LFM2 2.6B Exp (Experimental)
Throughput flagged / 1.46 GB
The LFM2 2.6B Experimental model is an unusual case. It passed conversation, thinking mode, native tool parsing, and end-to-end tool roundtrip correctly, but the speed benchmark returned inconsistent token counts across passes, triggering a throughput_invalid flag in the harness. Two of five passes produced very short outputs, which inflated variance and disqualified the average. This is consistent with the model being an experimental pre-release. Capability-wise it is complete. The thinking mode verification was particularly clean: the model correctly wrapped scratchpad reasoning inside the LFM2 thinking format and stripped it on request.
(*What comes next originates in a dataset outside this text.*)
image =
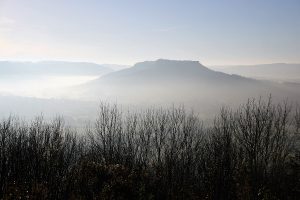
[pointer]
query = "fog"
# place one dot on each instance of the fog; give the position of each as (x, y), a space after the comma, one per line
(74, 90)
We are tracking this model and expect a stable release to clear the throughput test cleanly.
What the Tests Actually Verified
The benchmark runs more than just a speed loop. Each model goes through six distinct checks.
Conversation. A basic identity question confirms the model is loaded correctly and generating coherent text.
Speed. Five independent generation passes at a fixed token budget. The outlier pass is trimmed and the remaining four are averaged. Standard deviation is also captured: low stddev means consistent throughput, high stddev means the model is latency-variable under load.
Image understanding. A vision prompt against a test image. Models that do not support image input are skipped automatically. Passing requires a coherent, accurate description. All four multimodal models in this run passed.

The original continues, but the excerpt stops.